= Alfred Leroy Brooks =

American politician (1858–1927)

Alfred LeRoy Brooks (6 June 1858 – 5 January 1927) was an American medical doctor and politician from Iowa.

Brooks was born in Vinton, Iowa, on 6 June 1858. He attended Blairstown Academy and funded his studies at Rush Medical College by working as a farmhand and schoolteacher. Upon completing his medical education in 1883, Brooks became a country doctor based in Gray, Iowa. Brooks relocated to Audubon in 1888, and maintained his medical practice until 1926. He was a founding member of the Iowa Tuberculosis Association, established in 1915, and held executive positions within the organization. Brooks was also associated with the Audubon County Medical Society, the Iowa State Medical Society and the American Medical Association. Brooks was active in several fraternal orders, including Freemasonry and the Knights of Pythias. He attended the Methodist Episcopal Church.

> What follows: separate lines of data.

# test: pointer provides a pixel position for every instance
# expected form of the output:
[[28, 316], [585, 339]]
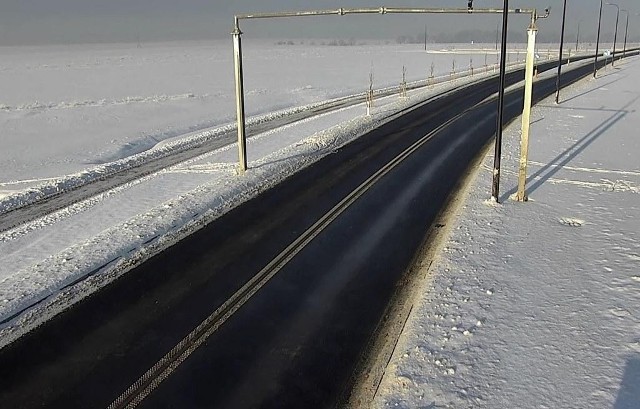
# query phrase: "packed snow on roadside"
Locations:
[[537, 304]]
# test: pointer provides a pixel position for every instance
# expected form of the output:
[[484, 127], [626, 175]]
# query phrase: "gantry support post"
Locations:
[[240, 115]]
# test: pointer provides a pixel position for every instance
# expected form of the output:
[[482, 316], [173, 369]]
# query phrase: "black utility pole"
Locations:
[[615, 34], [595, 63], [425, 37], [626, 30], [564, 14], [495, 188]]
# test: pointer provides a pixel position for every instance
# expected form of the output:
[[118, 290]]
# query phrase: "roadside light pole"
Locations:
[[564, 15], [615, 34], [626, 30], [495, 185]]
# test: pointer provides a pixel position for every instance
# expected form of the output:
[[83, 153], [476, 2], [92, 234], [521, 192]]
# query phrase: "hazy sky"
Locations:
[[73, 21]]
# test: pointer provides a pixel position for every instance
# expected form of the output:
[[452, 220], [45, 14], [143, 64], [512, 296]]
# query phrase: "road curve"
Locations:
[[295, 341]]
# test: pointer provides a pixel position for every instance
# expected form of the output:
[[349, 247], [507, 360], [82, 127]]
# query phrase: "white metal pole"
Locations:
[[526, 114], [237, 59]]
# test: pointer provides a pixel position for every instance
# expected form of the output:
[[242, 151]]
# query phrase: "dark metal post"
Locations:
[[564, 14], [495, 188], [626, 30], [615, 34], [595, 63], [425, 37]]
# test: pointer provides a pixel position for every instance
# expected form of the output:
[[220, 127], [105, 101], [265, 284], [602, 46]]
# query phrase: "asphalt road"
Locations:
[[294, 342]]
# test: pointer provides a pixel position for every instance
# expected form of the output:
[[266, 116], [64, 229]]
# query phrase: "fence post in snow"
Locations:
[[526, 113], [403, 84], [432, 70], [240, 115]]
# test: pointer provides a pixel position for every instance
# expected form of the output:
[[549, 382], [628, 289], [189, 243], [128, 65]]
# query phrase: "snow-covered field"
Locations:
[[65, 108], [537, 304], [531, 305], [93, 110]]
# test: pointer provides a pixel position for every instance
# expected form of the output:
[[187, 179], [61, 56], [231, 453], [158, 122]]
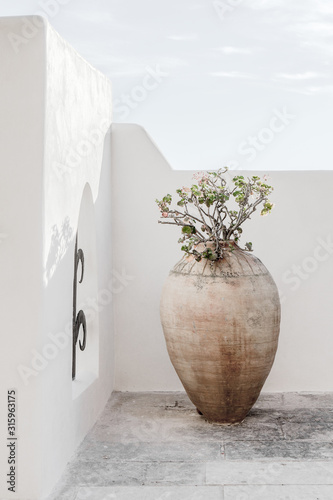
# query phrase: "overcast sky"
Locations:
[[244, 83]]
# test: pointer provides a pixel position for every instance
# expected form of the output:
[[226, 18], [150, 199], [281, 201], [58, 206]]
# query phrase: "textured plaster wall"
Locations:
[[295, 243], [55, 112]]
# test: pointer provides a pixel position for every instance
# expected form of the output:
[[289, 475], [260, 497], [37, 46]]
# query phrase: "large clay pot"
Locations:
[[221, 323]]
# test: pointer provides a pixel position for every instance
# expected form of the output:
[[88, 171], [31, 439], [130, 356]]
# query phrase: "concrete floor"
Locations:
[[154, 446]]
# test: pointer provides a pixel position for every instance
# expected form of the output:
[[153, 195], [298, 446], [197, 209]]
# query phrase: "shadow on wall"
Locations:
[[61, 238]]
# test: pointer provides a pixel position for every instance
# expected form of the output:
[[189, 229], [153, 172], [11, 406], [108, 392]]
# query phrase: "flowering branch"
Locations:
[[218, 223]]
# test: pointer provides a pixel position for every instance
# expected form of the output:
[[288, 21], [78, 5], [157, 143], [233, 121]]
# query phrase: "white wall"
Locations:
[[54, 146], [299, 232]]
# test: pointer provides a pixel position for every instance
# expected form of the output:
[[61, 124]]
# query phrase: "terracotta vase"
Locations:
[[221, 323]]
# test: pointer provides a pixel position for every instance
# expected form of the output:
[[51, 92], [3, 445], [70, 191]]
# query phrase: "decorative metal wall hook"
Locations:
[[79, 319]]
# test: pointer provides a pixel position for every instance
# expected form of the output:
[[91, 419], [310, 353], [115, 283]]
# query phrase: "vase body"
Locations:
[[221, 323]]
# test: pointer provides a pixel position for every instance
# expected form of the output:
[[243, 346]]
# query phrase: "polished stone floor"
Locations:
[[154, 446]]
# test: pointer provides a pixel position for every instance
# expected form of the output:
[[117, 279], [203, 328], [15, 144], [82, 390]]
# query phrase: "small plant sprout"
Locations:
[[212, 213]]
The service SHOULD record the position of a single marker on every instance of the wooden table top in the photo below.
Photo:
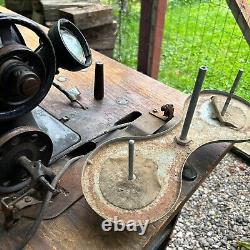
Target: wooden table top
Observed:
(79, 227)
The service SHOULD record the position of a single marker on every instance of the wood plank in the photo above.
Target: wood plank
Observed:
(151, 34)
(101, 38)
(79, 227)
(85, 17)
(241, 13)
(51, 7)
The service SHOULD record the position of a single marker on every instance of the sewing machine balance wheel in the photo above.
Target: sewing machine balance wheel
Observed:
(23, 142)
(29, 72)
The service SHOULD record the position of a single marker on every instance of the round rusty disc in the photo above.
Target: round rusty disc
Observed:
(168, 155)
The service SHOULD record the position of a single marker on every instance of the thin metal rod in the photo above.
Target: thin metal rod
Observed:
(131, 155)
(232, 91)
(193, 102)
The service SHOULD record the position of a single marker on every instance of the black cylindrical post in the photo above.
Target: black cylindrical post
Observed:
(193, 103)
(99, 81)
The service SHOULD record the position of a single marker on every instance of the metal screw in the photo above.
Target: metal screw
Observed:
(192, 105)
(235, 84)
(27, 199)
(131, 154)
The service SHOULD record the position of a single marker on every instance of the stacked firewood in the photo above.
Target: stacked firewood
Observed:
(94, 19)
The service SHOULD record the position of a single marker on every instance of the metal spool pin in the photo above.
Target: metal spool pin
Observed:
(182, 140)
(232, 91)
(131, 155)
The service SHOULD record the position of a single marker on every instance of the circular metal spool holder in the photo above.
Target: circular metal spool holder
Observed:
(169, 156)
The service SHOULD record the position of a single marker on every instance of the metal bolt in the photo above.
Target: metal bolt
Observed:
(235, 84)
(27, 199)
(62, 78)
(131, 154)
(192, 105)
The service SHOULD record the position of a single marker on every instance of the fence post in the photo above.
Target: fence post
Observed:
(151, 35)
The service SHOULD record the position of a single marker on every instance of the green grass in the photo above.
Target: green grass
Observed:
(210, 38)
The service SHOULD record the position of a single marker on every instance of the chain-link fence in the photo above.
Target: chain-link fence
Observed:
(196, 33)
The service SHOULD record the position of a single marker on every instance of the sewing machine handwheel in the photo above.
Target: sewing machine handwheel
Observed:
(23, 141)
(33, 73)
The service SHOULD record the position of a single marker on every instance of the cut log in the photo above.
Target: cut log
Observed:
(107, 30)
(102, 44)
(51, 7)
(89, 16)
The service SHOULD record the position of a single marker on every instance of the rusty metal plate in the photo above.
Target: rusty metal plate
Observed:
(167, 154)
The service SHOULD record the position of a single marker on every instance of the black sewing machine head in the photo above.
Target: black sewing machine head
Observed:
(26, 76)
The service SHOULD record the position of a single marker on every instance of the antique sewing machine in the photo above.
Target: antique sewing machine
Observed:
(57, 145)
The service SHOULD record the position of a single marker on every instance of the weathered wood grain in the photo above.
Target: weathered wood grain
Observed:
(51, 7)
(85, 17)
(241, 12)
(79, 227)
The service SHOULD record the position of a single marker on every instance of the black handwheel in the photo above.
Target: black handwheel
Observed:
(25, 75)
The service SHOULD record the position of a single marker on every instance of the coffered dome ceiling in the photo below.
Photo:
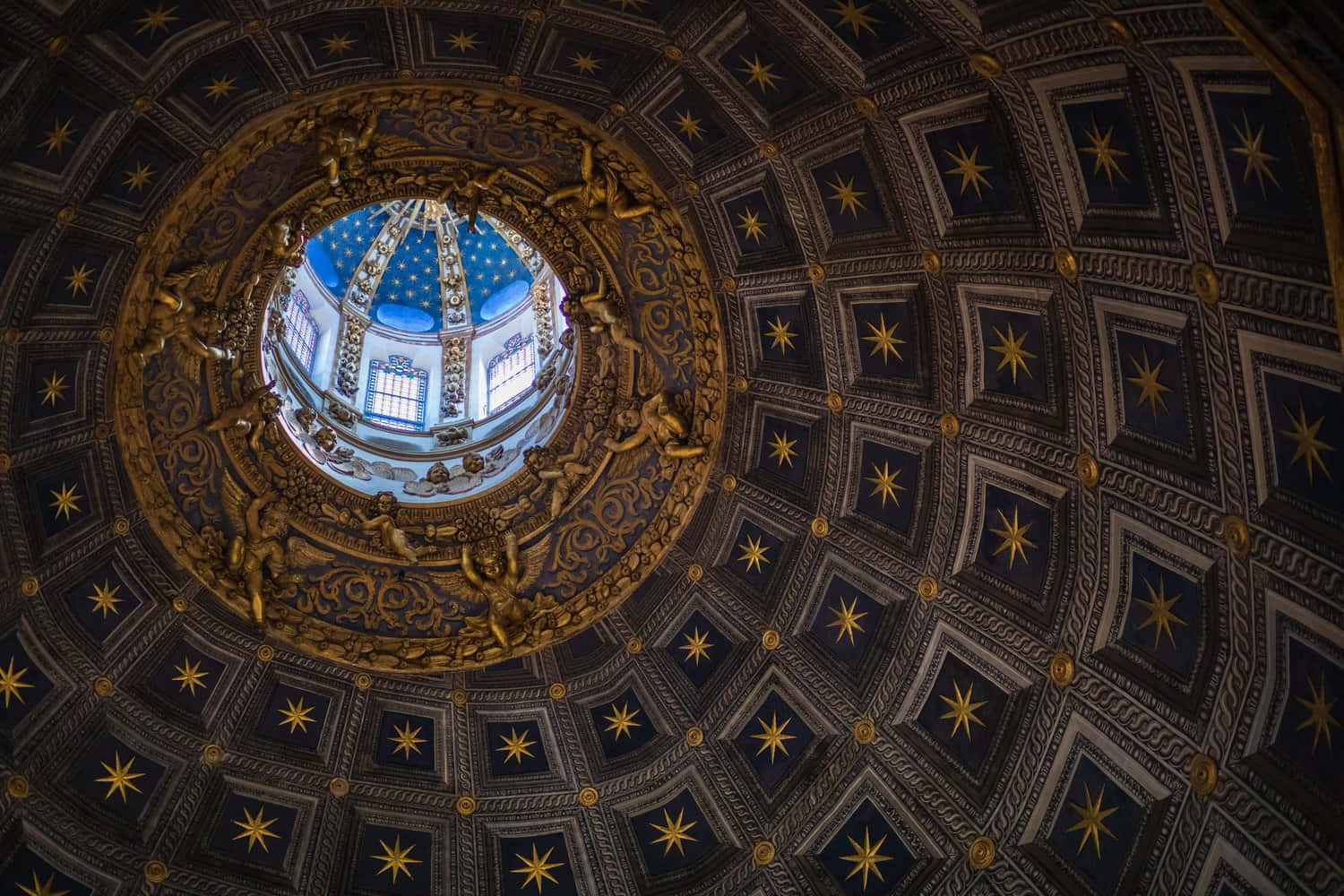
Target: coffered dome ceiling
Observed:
(927, 474)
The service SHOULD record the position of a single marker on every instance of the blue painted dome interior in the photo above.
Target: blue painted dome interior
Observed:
(409, 295)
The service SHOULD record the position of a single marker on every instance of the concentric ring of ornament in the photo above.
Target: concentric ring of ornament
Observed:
(438, 586)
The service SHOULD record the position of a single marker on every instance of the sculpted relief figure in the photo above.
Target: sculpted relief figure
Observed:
(339, 139)
(497, 582)
(258, 547)
(658, 421)
(257, 410)
(607, 314)
(177, 314)
(395, 538)
(599, 194)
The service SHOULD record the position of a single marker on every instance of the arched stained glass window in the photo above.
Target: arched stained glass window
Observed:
(510, 373)
(301, 330)
(395, 394)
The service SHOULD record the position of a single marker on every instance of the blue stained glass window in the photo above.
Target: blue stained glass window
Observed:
(301, 330)
(395, 394)
(511, 371)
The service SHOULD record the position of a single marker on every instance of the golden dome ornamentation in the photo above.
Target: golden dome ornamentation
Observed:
(1203, 774)
(1236, 535)
(981, 852)
(1062, 669)
(18, 786)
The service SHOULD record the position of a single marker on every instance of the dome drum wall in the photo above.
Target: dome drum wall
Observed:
(323, 565)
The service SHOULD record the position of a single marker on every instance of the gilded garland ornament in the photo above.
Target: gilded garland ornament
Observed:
(430, 584)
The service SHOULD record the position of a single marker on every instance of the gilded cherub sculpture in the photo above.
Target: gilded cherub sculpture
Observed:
(658, 421)
(599, 194)
(258, 547)
(607, 314)
(257, 410)
(497, 583)
(177, 314)
(340, 139)
(394, 538)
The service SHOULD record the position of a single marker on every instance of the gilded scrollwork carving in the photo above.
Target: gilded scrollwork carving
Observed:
(368, 581)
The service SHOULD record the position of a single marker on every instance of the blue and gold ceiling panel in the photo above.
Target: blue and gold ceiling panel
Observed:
(787, 340)
(1098, 829)
(190, 680)
(1016, 352)
(623, 724)
(1308, 449)
(675, 836)
(65, 500)
(220, 85)
(148, 26)
(22, 684)
(849, 193)
(253, 831)
(80, 274)
(395, 860)
(964, 712)
(56, 387)
(757, 228)
(117, 778)
(765, 73)
(516, 747)
(1255, 132)
(972, 171)
(1309, 737)
(1107, 147)
(104, 600)
(340, 43)
(145, 163)
(694, 120)
(1295, 402)
(537, 864)
(887, 340)
(64, 126)
(1257, 167)
(1117, 182)
(774, 740)
(1160, 625)
(644, 11)
(867, 855)
(475, 40)
(755, 555)
(782, 450)
(26, 872)
(887, 484)
(699, 648)
(868, 29)
(408, 740)
(1013, 544)
(847, 621)
(295, 716)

Politically, Brooks was affiliated with the Republican Party, and served as Audubon County coroner, school board member, and state representative. He held the District 34 seat between 1892 and 1894.

Brooks was married twice. He wedded Atlantic, Iowa, native May Belle Langworth on 11 November 1887. One of the couple's three children, a daughter, survived to adulthood. After Langworth died on 26 December 1898, Brooks married Caldona Young of Jefferson, Iowa, on 2 June 1901. This second marriage produced a daughter and a son. Young died in June 1924. Brooks fell ill in 1926 and moved to Des Moines, Iowa, to live with his daughter and son-in-law. He died at their residence of peritonitis on 5 January 1927.